Stencils can never be too dry, they can over heat and crosslink. This happens at temperatures over 110F

Dry is better than heat, but 95F is not bad. Not as good as 80F, but not bad. A Dehumidifier dries the air and the dry air sucks the moisture out of the stencil. 

A box is probably sealed. Where will the water go?

Nobody can tell you how long, they can only guess. YOU, but a $19 Indoor/Outdoor digital thermometer/HYGOmeter at Radio Shack. Model: 63-1032

Over night the box will stabilize. Put in a screen, close the box and watch the humidity of the air go up. When it stops going up, the air in the box has done all it can. You might as well take the screen out.

IF you dehumidify the box, or the whole room - The room will stabilize overnight and be as dry as the dehumidifier can make it. When you put a coated screen in the room/box, the humidity will rise and then fall back low humidity as the dehumidifier gets the air back to dry.

How long? 1 screen would be different from 5. Rainy day, different from winter. 

The hygrometer has no friends. When the hygrometer returns to its low, the screens are as dry as you can make them. 

Sears. $150. I say a dehumidifier is the fastest way to dry your screens.


----------



## BlackLegends (Aug 14, 2007)

CustomScreen said:


> with just a dehumidifier it can take an hour or so, you can also put a heater in to speed things up, i normally try and leave the screens overnight if i can help it, or i've found if you need one extra quick, a hairdryer does the job in maybe 5mins.

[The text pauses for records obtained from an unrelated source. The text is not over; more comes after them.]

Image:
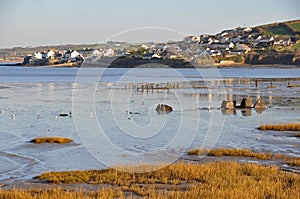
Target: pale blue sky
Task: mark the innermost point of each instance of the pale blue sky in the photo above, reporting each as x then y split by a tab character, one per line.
44	22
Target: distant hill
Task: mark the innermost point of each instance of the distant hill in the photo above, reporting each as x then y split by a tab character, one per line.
291	28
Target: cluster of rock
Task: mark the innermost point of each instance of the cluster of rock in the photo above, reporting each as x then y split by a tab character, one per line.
245	104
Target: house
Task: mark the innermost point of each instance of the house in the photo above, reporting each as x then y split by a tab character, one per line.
147	56
51	54
97	53
282	41
263	41
40	55
76	56
67	54
243	48
109	52
189	39
231	45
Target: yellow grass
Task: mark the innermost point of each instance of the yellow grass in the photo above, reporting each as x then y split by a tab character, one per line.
280	127
183	180
231	152
59	140
59	194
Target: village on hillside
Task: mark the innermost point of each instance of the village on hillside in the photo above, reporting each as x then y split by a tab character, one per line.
229	47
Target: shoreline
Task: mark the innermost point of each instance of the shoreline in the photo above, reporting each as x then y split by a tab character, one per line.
37	184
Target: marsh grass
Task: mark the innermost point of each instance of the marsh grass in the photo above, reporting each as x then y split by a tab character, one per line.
60	194
209	180
58	140
231	152
280	127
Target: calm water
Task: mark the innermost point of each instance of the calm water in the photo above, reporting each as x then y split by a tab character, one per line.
113	123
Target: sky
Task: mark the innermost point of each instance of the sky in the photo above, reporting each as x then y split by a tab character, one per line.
27	23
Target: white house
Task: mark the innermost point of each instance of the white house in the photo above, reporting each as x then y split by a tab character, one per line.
40	55
243	47
75	54
97	53
231	45
109	52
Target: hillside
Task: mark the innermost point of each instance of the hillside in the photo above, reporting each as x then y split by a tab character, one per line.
291	28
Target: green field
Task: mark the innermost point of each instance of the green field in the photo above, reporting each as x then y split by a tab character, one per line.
295	26
278	30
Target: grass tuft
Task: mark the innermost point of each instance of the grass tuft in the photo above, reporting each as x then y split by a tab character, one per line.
231	152
280	127
58	140
181	180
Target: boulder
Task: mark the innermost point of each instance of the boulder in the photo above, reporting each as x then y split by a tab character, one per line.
163	108
246	102
260	105
228	104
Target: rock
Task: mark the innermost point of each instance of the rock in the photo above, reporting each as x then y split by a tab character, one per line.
228	104
246	102
163	108
228	111
65	114
260	105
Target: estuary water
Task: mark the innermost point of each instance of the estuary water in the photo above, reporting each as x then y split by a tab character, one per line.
113	118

How close or how far away should I have the hair dryer? I hate to do it this way but I need this screen dried quickly, like today. I dont know what happened with the last one I did. I think maybe I had too much emulsion on the screen. After I exposed it I began to wash it out. At first the design was coming out pretty well. Then all of a sudden all the emulsion started peeling off. There was also this awful smell after exposing. This is my second time doing this process (coating, exposing, printing). The first time everything went perfect, guess thats why Im catching so much hell now.


----------



## RichardGreaves (Nov 7, 2006)

BlackLegends said:


> How close or how far away should I have the hair dryer?


Use the baby bottle test to compare hot liquid to 90 degree F skin temperature as a safe test. If the stencil feels hotter than your wrist, you could cause damage to the stencil or it might crosslink areas with heat that you want to wash out.


----------



## BlackLegends (Aug 14, 2007)

Thanks, Im about to try it out now.


----------



## kylerogers (Jul 30, 2008)

I just bought a dehumidifier from Lowes for $150. It puts out a lot of heat as well as sucks out the humidity. So I'm working in a small room and the dehumidifier is actually heating up the room. Right now it is 78 in my house. I have the central air vent closed to the room where the screen is drying and it's 91 right now, cause the air blowing out of the dehumidifier is hot.


----------



## RichardGreaves (Nov 7, 2006)

*Hot in screen storage room*



kylerogers said:


> I just bought a dehumidifier from Lowes for $150. It puts out a lot of heat as well as sucks out the humidity.
> 
> So I'm working in a small room and the dehumidifier is actually heating up the room. Right now it is 78 in my house.
> 
> I have the central air vent closed to the room where the screen is drying and it's 91 right now, cause the air blowing out of the dehumidifier is hot.


Cool air can hold less water vapor than warm air. This is the reason common humidity is measured as relative humidity. The amount of moisture that air can hold is realtive the that actual temperature of the air.

Open the central air vent and cool the room if you are uncomfortable. The dehumidifier will remove the moisture easier.


----------



## miktoxic (Feb 21, 2008)

man i'd love to know the REAL answer to this question if somebody could actually speak english.


----------



## Fixico (Dec 3, 2011)

In a closet or small 74 degree room with a fan and one of those little dehumidifier canisters from the dollar tree, your screens will be dry in about 1- 1 1/2 hours. If you need it now, take a blow dryer on the warm setting to it for about 5 minutes.


----------